Reptile (b) establish proxy ip pool

Before we say a website commonly used method is to detect anti-crawler ip, restrict access frequency. So we have to get around this restriction by setting the proxy ip approach. There are many websites providing free proxy ip, like https://www.xicidaili.com/nt/ , we can get a lot of proxy ip from the website. But not everyone can use these ip, or say, few usable.

 

We can use beautifulsoup Analysis page, and then processed to extract proxy ip list, you can also use regular expression matching.

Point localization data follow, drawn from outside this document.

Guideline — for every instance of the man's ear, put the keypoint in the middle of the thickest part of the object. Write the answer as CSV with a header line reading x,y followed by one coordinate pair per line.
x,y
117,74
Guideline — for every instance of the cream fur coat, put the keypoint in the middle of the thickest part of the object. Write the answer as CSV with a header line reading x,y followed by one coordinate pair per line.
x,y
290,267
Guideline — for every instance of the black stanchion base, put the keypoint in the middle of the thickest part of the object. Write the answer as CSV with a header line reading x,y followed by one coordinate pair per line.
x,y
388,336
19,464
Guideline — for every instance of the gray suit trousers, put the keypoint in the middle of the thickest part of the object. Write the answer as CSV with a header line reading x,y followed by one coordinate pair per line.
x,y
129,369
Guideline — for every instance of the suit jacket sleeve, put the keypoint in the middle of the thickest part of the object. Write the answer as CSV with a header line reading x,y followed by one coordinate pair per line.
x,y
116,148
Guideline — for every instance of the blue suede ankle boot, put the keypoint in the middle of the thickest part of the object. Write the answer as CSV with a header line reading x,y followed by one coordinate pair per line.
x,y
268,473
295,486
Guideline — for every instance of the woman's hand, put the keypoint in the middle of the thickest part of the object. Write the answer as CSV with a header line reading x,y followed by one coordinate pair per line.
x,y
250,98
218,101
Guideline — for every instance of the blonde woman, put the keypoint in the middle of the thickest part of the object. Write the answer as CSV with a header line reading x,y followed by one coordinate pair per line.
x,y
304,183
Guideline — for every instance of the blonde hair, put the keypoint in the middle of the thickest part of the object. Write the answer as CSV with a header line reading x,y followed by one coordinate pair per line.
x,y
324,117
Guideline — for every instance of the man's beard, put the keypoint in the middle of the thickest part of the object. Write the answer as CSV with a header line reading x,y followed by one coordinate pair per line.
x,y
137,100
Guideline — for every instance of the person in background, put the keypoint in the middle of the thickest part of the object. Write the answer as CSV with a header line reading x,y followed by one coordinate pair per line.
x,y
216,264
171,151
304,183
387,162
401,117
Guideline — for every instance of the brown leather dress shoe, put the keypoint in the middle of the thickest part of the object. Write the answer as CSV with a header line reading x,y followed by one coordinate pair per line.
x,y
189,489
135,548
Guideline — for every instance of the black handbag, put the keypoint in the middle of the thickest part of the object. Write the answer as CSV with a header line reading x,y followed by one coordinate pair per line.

As a regular expression will be faster. ip_url is https://www.xicidaili.com/nt/ , random_hearder function is a random access to request header.

def download_page(url):
    headers = random_header()
    data = requests.get(url, headers=headers)
    return data


def get_proxies(page_num, ip_url):
    available_ip = []
    for page in range(1,page_num):
        print("抓取第%d页代理IP" %page)
        url = ip_url + str(page)
        r = download_page(url)
        r.encoding = 'utf-8'
        pattern The re.compile = ( ' <TD class = "Country">. *? Alt = "Cn" />.*?</ TD>. *? <TD> (. *?) </ TD>. *? < (.? *) TD> </ TD> ' , re.S) 
        ip_list = the re.findall (pattern, r.text)
         for IP in ip_list:
             IF test_ip (IP):
                 Print ( ' % S:% S by testing , added to the list of available agents ' % (IP [0], IP [. 1 ])) 
                available_ip.append (IP) 
        the time.sleep ( 10 ) Print ( ' gripping end ' )
     return available_ip

We also need to get the ip ip detection to determine the ip can be used. How to detect it? We may be able to display a Web site with access ip ip proxy access, and then check the results of the request.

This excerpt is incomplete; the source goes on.